Premier will take greater care to hide the value of its buying contracts after one recent award led to lower prices throughout the market.
The alliance, now about 7 months old, negotiates contracts for drugs, surgical supplies and other products on behalf of 1,850 hospitals.
Earlier this year, Premier announced a contract for contrast media, which is used in imaging procedures, and pointed to average savings of 12% to 31% as proof of its superiority. The contract, awarded to Mallinckrodt Group and Berlex Laboratories, was one of the alliance's first (May 20, p. 26).
Noncontracted manufacturers subsequently lowered their prices to other buying groups (July 8, p. 16). In some cases, they promised to match or better the Mallinckrodt bid in an effort to keep the business of Premier hospitals.
From Premier's perspective, such events bode ill. A price war jeopardizes its ability to drive high contract compliance, which is essential to negotiating superior contracts. The downward spiral of prices also eventually could make Premier contracts unprofitable for vendors.
Finally, Premier's status with member hospitals is threatened if it doesn't stand out from other groups.
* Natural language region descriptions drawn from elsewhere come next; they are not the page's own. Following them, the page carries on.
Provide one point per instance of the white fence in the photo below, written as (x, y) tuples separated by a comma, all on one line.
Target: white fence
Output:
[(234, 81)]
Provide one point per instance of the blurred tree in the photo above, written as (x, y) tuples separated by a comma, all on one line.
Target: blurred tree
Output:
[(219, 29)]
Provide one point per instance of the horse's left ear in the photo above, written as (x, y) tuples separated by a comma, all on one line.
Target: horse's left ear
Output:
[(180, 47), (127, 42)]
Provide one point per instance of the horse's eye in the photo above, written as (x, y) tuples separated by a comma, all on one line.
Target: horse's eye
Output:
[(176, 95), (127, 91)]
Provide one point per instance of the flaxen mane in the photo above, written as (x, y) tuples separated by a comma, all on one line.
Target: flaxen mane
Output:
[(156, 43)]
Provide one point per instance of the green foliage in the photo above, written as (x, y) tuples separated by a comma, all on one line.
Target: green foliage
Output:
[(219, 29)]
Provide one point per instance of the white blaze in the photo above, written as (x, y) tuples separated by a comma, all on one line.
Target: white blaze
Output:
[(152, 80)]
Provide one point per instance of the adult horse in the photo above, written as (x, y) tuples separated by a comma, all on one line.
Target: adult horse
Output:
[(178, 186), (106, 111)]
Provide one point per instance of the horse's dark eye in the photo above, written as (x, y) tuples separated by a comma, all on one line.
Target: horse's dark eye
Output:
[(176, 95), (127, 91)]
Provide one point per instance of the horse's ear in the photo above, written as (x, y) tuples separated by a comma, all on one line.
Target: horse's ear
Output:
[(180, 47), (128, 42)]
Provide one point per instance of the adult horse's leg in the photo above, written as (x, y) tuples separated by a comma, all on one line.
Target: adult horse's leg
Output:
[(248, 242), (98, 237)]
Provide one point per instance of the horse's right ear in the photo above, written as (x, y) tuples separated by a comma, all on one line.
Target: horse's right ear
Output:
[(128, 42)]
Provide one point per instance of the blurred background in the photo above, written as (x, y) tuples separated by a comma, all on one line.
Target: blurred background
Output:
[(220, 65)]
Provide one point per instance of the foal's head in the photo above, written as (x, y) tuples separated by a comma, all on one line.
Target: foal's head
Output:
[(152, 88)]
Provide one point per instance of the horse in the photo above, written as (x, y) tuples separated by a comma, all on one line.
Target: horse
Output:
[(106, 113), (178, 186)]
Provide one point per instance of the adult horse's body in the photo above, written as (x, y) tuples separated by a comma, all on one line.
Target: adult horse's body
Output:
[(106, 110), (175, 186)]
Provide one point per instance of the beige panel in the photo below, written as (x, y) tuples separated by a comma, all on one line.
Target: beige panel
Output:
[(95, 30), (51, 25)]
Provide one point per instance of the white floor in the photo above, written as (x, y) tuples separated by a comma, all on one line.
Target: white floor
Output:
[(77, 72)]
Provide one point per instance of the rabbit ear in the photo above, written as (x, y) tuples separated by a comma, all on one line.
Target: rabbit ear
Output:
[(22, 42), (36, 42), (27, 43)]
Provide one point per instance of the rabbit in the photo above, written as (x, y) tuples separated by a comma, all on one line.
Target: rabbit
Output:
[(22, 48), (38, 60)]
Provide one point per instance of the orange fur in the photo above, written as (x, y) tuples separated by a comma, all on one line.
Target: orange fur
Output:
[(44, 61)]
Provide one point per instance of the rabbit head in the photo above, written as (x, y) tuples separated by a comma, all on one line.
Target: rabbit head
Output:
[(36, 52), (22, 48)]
In a speech last week before business partners in suburban Chicago, Premier President Alan Weinstein pledged not to place contracted vendors in such a position again. Premier will use rebates, stock options and warrants to disguise the prices members actually pay. Columbia/HCA Healthcare Corp., which also boasts of the great deals it gets, already uses such tactics.
In addition, Weinstein threatened to kick hospitals out of Premier if their representatives on Premier task forces broke confidentiality of negotiations. He also said Premier might disqualify companies from bids if it learned they tried to solicit information from task-force members.
In a later interview with MODERN HEALTHCARE, Premier executives declined to discuss events that may have led to the proclamation.
Asked to comment on Weinstein's words, one materials management consultant said they could be read as another boast of Premier's power or a sign of naivete.
"They're afraid they're going to hurt their suppliers by reducing prices? They accomplished exactly what they wanted," said consultant Patrick Carroll of Cypress, Calif.
Despite the market fallout, Mallinckrodt executive Steve Spinosi called the terms it negotiated with Premier "a good financial decision." But Spinosi declined to discuss the profitability of the Premier deal. He said the company hoped to be contracted for a broad set of products and would be "shortsighted" if it didn't regard the deal as a good one.
About 460 vendor representatives attended the meeting at a suburban Chicago hotel near Premier's Westchester, Ill., office.
Weinstein said the total annual value of Premier buying contracts would be $8.5 billion to $9 billion if vendors' future bids are as low as those in its initial contracts. The contract value also depends on its ability to achieve target compliance levels of 80% to 90%. Compliance refers to the percent of purchases made under contract.
Premier has been criticized by some competitors for reporting its annual contract value as $10 billion in press releases and other company literature. That figure, arrived at before initial contracts were awarded, represents the potential purchases of its three founding groups, assuming an expansion of contracts. "I don't think it was a number that was a bogus number," Weinstein said.
Currently, Premier has awarded $3.2 billion in contracts and expects to have negotiated another $3 billion in annualized value by Oct. 1.